Und weil wir uns auch mit Computing beschäftigen, gibt’s wiederum Anknüpfungspunkte zur theoretischen Physik und zur Informationswissenschaft – also zu der Frage: Was sind eigentlich die Klassen von Problemen, die wir mit unseren physikalischen Systemen lösen können? Letztlich sitzen wir da an der Schnittstelle zwischen Grundlagenforschung und anwendungsnahen Ideen. Und ich sehe mich auch ein bisschen als Verbindungspunkt zwischen den verschiedenen Forschungsbereichen hier an unseren Instituten.
Johanna:Und jetzt einmal ganz einfach – „Explain like I’m five“: Was macht ihr da eigentlich genau?
Julian:Wie bei Wasserdampf, der sich abkühlt und zu einem Tropfen kondensiert, machen wir das mit Licht: Wir sperren die Lichtteilchen in eine kleine Box, kühlen sie ab – und dann entsteht daraus eine Art Tropfen, aber eben aus Photonen.
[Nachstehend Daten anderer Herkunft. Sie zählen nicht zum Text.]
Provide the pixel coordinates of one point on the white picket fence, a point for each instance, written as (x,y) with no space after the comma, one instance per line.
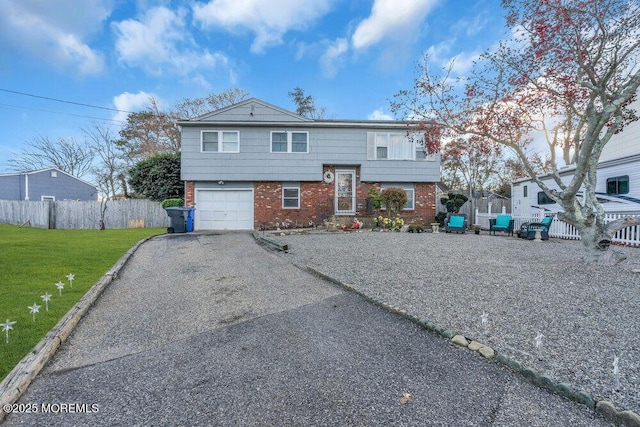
(629,236)
(130,213)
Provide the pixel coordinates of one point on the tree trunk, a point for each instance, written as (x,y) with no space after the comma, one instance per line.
(597,245)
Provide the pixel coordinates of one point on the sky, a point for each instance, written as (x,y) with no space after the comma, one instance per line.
(66,65)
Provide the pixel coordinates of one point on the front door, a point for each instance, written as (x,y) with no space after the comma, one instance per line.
(345,192)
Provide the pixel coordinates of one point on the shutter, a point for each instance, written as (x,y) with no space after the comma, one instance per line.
(371,145)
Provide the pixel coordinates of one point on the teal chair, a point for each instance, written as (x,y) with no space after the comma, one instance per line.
(528,229)
(501,223)
(457,223)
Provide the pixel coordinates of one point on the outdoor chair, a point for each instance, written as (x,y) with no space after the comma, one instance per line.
(528,229)
(457,223)
(501,223)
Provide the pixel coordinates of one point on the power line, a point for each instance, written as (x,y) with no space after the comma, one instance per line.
(66,114)
(65,101)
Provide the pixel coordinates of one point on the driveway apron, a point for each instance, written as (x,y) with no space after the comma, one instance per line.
(214,329)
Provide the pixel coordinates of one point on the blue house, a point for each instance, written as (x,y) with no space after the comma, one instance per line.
(46,184)
(253,165)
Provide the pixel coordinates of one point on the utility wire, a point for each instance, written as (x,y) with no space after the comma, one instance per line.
(64,101)
(66,114)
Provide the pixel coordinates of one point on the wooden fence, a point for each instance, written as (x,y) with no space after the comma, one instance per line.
(479,205)
(629,236)
(130,213)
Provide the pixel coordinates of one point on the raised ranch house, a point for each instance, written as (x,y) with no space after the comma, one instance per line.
(46,184)
(254,165)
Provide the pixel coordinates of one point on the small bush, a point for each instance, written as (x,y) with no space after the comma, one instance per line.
(172,203)
(394,199)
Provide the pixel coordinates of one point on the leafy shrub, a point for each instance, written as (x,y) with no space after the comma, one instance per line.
(172,203)
(454,201)
(394,199)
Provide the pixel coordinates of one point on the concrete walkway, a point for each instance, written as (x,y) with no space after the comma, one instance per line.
(213,329)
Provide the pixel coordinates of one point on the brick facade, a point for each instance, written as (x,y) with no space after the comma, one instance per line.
(317,203)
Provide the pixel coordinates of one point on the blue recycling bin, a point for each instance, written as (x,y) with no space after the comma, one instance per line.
(190,218)
(178,217)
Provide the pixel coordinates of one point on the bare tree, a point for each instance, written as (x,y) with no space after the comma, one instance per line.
(189,108)
(306,105)
(110,166)
(570,71)
(150,132)
(41,152)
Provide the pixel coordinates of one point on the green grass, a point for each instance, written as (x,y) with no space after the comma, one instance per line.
(33,260)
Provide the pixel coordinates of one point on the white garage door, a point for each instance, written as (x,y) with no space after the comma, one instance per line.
(224,210)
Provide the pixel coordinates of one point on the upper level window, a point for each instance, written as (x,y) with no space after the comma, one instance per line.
(618,185)
(289,142)
(391,146)
(543,199)
(220,141)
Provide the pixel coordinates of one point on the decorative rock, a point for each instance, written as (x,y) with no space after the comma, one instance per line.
(509,362)
(547,382)
(606,409)
(566,390)
(629,419)
(585,398)
(460,340)
(487,352)
(449,334)
(475,345)
(530,373)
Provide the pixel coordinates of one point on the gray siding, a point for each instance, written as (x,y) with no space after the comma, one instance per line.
(327,146)
(35,185)
(10,188)
(252,111)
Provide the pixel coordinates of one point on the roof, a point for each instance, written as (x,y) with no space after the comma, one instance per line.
(296,119)
(37,171)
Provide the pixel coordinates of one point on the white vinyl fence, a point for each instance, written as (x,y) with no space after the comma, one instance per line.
(131,213)
(629,236)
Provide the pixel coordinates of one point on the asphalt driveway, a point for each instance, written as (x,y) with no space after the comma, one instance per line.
(214,329)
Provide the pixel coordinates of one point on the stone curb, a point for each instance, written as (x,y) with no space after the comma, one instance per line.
(603,407)
(18,380)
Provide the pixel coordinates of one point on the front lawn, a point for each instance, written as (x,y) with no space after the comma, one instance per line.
(33,261)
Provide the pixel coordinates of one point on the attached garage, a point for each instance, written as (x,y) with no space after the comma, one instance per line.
(224,209)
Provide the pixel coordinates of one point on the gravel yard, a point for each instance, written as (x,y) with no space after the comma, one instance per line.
(586,314)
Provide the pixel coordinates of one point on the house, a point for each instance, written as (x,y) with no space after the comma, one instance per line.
(252,165)
(46,184)
(618,179)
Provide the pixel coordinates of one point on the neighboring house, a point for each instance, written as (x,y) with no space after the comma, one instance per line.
(618,179)
(46,184)
(252,165)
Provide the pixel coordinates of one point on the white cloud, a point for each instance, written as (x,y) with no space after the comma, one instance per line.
(131,102)
(379,114)
(332,57)
(158,42)
(51,33)
(268,20)
(391,19)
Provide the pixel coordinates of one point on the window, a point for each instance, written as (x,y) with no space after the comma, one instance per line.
(618,185)
(289,142)
(543,199)
(409,189)
(221,141)
(291,197)
(391,146)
Johanna:Du machst ja vor allem Grundlagenforschung – aber welchen gesellschaftlichen Impact könnte deine Forschung langfristig haben?
Julian:Wenn das mit dem physikalischen Computing klappt, dann hat das auf jeden Fall großes Potenzial. Es geht darum, mit Licht Systeme zu bauen, die Optimierungsprobleme, z.B. aus der Logistik, lösen können – schnell und energiesparsam. Gleichzeitig sind unsere optischen Systeme auch Lichtquellen mit Eigenschaften, die man in üblichen Lasern so nicht bekommt, z.?B. kontrollierbarer Kohärenz. Solche neuartigen Lichtquellen könnte man zum Beispiel für Abbildungsanwendungen oder als Beleuchtungsquellen in der Interferometrie verwenden.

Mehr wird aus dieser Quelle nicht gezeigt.